Libal supplies front-lines blog report from Burnet County uprising against private jail

It sounds like grassroots opposition to an entrepreneurial jail proposal in Burnet County (between Austin and Waco in Central Texas) may be as strong or stronger than in Tyler, where county jail bonds recently failed by a 69-31 margin.

So many people packed the courtroom for a town hall meeting last week, reported the Burnet Bulletin (11/21), that the fire marshal had to ask some folks to leave. "Residents spilled out of the courtroom doorways, stood in the back of the room, coveted the jury box, and lined up down the stairs and out the front door waiting for a chance to speak." The intrepid Bob Libal reports from the front lines at the blog Texas Prison Bidness after attending a boisterous community meeting on the topic at the Burnet County Courthouse.
I arrived for the 7:00 p.m. meeting around 6:30 to find the old courthouse nearly full. Opponents of the jail, who seem to be very well-organized, told me they'd mailed out 7,000 fliers and placed by an ad on the local radio station announcing the meeting. I was pleased to see that audience members were being handed Considering a Private Jail, Prison or Detention Center, a pamphlet developed by Grassroots Leadership and South Texans Opposing Private Prisons, as well as a chart explaining the jail's proposed financing.

By 7:00, the courtroom was spilling well into the halls with at least 500 people, nearly all seemingly opposed to the private jail scheme. The plan, similar to those increasingly common in many Texas counties, is to finance the construction of a new county jail by floating revenue bonds (through the Public Facilities Corporation) and paying back the bonds by profiting from the importation of federal U.S. Marshals or Immigration and Customs Enforcement detainees.

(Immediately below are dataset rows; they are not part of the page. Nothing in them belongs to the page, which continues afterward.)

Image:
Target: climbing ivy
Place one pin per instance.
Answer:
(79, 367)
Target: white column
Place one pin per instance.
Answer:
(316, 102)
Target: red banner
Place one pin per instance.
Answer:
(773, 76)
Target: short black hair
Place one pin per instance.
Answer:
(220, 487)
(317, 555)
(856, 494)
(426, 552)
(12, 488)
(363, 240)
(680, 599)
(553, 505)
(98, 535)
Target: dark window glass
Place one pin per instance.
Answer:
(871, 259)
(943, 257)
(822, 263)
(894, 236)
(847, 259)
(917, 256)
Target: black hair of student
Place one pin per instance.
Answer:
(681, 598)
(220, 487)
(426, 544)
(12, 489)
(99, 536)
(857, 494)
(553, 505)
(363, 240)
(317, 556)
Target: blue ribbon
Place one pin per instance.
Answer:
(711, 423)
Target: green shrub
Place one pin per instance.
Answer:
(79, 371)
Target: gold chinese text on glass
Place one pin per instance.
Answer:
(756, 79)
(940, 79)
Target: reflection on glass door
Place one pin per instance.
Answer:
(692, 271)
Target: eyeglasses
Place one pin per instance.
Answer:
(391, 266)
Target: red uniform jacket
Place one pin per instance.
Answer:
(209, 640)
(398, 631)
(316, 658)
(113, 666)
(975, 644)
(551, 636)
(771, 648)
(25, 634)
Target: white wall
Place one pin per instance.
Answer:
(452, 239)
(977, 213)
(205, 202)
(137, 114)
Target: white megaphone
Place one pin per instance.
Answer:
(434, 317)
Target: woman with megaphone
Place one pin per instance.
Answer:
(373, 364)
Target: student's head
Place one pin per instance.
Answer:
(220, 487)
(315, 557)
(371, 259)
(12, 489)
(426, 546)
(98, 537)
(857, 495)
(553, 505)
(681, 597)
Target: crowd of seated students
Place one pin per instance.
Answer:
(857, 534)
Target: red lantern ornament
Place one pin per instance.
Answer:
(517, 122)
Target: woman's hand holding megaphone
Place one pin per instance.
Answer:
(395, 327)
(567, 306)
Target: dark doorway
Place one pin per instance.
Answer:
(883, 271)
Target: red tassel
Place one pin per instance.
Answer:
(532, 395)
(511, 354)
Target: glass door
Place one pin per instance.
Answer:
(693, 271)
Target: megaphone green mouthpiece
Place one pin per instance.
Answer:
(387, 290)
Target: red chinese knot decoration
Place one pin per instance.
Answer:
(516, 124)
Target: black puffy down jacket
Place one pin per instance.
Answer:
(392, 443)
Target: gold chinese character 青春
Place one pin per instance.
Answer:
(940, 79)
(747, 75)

Opponents of the jail were allowed to speak first. Five Burnet citizens laid out the case against the jail, including the pitfalls of private jail companies, potential dangers in floating debt for private jail expansion (perhaps county officials should look into Willacy County where every resident is currently a staggering $8,700 in debt due to prison expansion), and a general sense that shipping inmates into Burnet County wasn't necessary or good for the county.
See the rest of Libal's story for more on the corporate players behind the Burnet County deal. With jail bonds going down in Houston and Tyler, this opposition bodes ill for local pols who support issuing jail bonds without asking voter support.